Espacios. Vol. 37 (Nº 07) Año 2016. Pág. 16
Fernanda Soares Borges PERINELLI 1
Recibido: 29/10/15 • Aprobado: 15/11/15
1. Política: conceituação teórica.
RESUMO: Este artigo objetiva discutir o conceito de política. Termo que sugere complexidade, não pela articulação semântica da palavra, mas, pelo que ela tem representado na contemporaneidade. A política tem se revelado como uma das mais significativas expressões da identidade coletiva. Podendo um povo ser reconhecido, entre outros aspectos, pela sua maneira de assimilar e praticar a política. É certo que, desde a antiguidade filósofos e pensadores esforçam-se em entender as relações políticas que mediam a vida em sociedade e mesmo assim, este conceito ainda está em construção. Dado o fato de que, as sociedades se reinventam historicamente. Muitos níveis da realidade correspondem a uma necessidade cotidiana que não exprime especificamente a política. O que leva-nos a duvidar da natureza política do homem. Pois, nem todas as situações vividas pertencem à esfera do político. Ainda que nem tudo seja político, este pode apropriar-se de muitas realidades sociais que não possuem natureza política. Elementos individuais, privados ou mesmo coletivos podem ser transformados em recursos políticos. Os meios de comunicação, as artes, a literatura, a opinião pública, até mesmo a religião podem tornar - se dispositivos políticos em virtude de alguma situação. Neste sentido, buscamos uma leitura sobre o termo política. |
ABSTRACT: This article aims to discuss the concept of policy. Term that suggests complexity, not by semantic articulation of the word, but for what it has represented nowadays. The policy has proved to be one of the most significant expressions of collective identity. May a people be recognized, among other things, his way of assimilating and practicing politics. Admittedly, from ancient philosophers and thinkers strive to understand the political relations that mediate life in society and yet this concept is still under construction. Given the fact that the companies reinvent themselves historically. Many levels of reality correspond to an everyday need not specifically expresses the policy. Which leads us to doubt the man's political nature. Therefore, not all experienced situations belong to the political sphere. Although not everything is political, this can take ownership of many social realities that do not have a political nature. Individual, private or even collective elements can be transformed into political resources. The media, the arts, literature, public opinion, even religion can become - if politicians devices because of some situation. In this sense, we seek a reading of the term policy. Keywords: Politics. Participation. Collective identity |
Dos gregos antigos a contemporaneidade o termo política vem assumindo conotações diferentes. Atualmente o conceito de política é problematizado por diversos autores, mas, Campos (2014) ressalta que, em muitos destes o conceito não é claro: " alguns caracterizam a política como atividade que envolve "poder, governo e autoridade", para outros ela trata do estudo de atos/fenômenos que envolvem " valores autoritários" (Campos, 2014, p.15). Ainda assim, a concepção grega de política é bem aceita na atualidade. Para estes, a palavra pólis (politikós), referia-se à tudo que estava relacionado a cidade, o que é urbano, civil, público, e até mesmo sociável e social. (Bobbio, 1998).

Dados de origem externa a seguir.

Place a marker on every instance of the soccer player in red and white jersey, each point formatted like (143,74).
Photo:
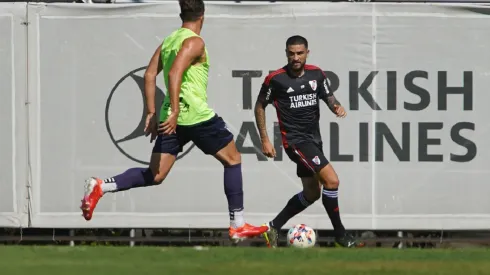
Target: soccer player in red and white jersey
(295,91)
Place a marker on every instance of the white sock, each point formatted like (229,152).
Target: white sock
(236,219)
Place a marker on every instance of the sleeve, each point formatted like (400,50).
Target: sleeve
(324,90)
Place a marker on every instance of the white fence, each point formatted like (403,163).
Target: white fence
(413,152)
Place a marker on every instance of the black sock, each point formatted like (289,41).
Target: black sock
(331,204)
(295,205)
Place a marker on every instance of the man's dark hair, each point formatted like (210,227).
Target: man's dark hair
(191,10)
(297,40)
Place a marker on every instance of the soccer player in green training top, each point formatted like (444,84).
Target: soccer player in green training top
(185,116)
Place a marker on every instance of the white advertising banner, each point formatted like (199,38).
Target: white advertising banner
(13,138)
(411,154)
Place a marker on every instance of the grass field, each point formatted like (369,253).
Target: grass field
(25,260)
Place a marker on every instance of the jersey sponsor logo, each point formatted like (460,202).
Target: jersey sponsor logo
(313,84)
(326,86)
(125,116)
(268,95)
(316,160)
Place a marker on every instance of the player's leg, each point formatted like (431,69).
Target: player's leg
(213,138)
(330,181)
(162,159)
(312,156)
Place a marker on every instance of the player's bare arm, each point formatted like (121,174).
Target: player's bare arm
(192,50)
(260,105)
(154,68)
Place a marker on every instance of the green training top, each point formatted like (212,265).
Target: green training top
(193,96)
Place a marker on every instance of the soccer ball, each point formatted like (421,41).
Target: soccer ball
(301,236)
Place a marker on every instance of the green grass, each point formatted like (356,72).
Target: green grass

Para Aristóteles (1991) "o homem, por natureza é, um animal político" ( p.11), de modo que, a política não nasce propriamente com a polis, nasce com homem. A vida social, ou o convívio em sociedade possibilitaria ao homem a oportunidade de se realizar como político. No entanto, para os gregos a política tinha uma natureza pública e estava diretamente relacionada às decisões da coletividade. Esta coletividade refere-se a uma maioria de cidadãos que, precedia as demais instituições e as individualidades, uma vez que, o coletivo está diretamente ligado à ideia de "partes", indivíduos, classes, famílias, grupos sociais que agrupados integram um todo e formam a "maioria". (Campos, 2014)
Hannah Arendt (1995) contesta Aristóteles, afirmando não ser o homem um animal político. Problematizando a tese aristotélica da natureza política do homem, ela postula que a política é imprescindível à condição humana, no entanto, não é inerente ao homem, a política não surge propriamente no homem e sim entre os homens, na "polis" ou no convívio social. Para esta autora, "a política é uma dimensão essencial da condição humana, algo que não pode ser dispensado sem que essa mesma condição se altere de forma irreparável" (ARENDT, 2006, p. 2000).
Para Arendt (2006), a política não é domínio, força e tão pouco violência, nem se baseia nas diferenças entre governantes e governados. E sim, no comum acordo, nas decisões conjuntas, na participação coletiva, no respeito à vida e a liberdade. Deste modo, política pressupõe participação e liberdade. Isto leva-nos a erguer os seguintes questionamentos: Existe compatibilidade entre política e liberdade? A política se limita ao Estado? Política, o que de fato significa?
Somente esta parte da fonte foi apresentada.